Insurers’ response to COVID-19 pandemic has damaged their reputation, finds GlobalData

A recent poll by GlobalData has revealed that the reputation of the insurance industry globally has taken a hit due to its response to the COVID-19 pandemic. The poll found that almost a third (29%) of respondents felt that their opinions on global insurers had substantially worsened because of the pandemic. A total of 41% felt insurers’ reputation had worsened, while a total of 31% felt it had improved. The leading data and analytics company notes that while the difference is significant, but not huge, in terms of overall positive and negative sentiment, the ‘substantially worsened’ response is by far the largest non-neutral response.

Ben Carey-Evans, Insurance Analyst at GlobalData, comments: “The pandemic has undoubtedly been an extremely difficult situation for insurers.

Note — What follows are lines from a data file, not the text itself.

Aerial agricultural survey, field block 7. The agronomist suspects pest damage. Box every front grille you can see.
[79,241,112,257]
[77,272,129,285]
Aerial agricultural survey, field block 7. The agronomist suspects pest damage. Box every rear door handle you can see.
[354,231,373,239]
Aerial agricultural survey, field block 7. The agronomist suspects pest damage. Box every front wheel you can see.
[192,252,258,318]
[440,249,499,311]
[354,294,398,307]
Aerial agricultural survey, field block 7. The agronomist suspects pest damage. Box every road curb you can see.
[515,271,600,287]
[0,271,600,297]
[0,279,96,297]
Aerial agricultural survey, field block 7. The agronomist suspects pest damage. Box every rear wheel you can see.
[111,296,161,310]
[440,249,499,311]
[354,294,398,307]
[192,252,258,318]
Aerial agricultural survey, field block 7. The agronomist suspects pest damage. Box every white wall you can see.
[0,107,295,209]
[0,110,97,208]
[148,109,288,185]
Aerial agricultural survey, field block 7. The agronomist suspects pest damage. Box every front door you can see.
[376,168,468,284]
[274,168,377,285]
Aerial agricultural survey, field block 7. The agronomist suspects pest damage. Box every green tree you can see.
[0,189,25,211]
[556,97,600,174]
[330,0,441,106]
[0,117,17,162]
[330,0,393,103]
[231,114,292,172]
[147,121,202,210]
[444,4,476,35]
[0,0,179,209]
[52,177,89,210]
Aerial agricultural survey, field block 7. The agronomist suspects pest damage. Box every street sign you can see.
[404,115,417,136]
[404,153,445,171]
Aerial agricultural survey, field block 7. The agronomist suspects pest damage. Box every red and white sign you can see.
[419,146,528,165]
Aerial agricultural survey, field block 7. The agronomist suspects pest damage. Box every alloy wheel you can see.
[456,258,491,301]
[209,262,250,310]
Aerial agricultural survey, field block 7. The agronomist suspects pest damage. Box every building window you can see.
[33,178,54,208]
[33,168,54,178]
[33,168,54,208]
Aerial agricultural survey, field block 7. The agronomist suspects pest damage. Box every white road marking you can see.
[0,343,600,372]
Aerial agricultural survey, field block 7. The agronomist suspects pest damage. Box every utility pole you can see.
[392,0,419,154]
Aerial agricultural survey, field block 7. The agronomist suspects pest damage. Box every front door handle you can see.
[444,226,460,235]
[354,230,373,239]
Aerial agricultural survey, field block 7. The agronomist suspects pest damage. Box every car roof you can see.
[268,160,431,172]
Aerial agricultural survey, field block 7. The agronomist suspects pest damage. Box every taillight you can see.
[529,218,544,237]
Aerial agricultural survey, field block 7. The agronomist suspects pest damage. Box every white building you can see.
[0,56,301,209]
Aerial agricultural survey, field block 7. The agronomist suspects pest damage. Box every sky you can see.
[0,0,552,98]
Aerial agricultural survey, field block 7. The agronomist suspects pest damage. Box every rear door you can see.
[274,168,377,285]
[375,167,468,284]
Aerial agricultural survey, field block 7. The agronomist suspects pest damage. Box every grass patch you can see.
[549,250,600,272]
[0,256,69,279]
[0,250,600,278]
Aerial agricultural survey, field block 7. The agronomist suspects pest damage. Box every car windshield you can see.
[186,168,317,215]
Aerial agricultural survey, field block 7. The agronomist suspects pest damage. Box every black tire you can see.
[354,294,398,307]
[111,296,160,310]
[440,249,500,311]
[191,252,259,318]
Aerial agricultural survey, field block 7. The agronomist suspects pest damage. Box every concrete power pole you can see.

Claims in some lines have soared and a lot of lines have become hard to insure. The biggest factor behind the industry’s reputational damage is likely to be the legal battles around business interruption claims throughout 2020. For example, in the UK, leading insurers were taken to court by the FCA as they refused to pay-out claims. They argued that a pandemic was not covered in the majority of policies. They ultimately lost, but the dispute and delay in paying will have caused some damage.

“Other things, such as customers struggling to find cover for certain lines, such as travel, or income protection, is also likely to have contributed. Consumer trust has always been a key issue for insurers, and an area where they have struggled. Therefore, they cannot afford further reputational damage. The key going forward has to be transparency, and to make sure that no matter what COVID-19 based policies they are selling, the terms are very clear to consumers, to avoid further disputes.”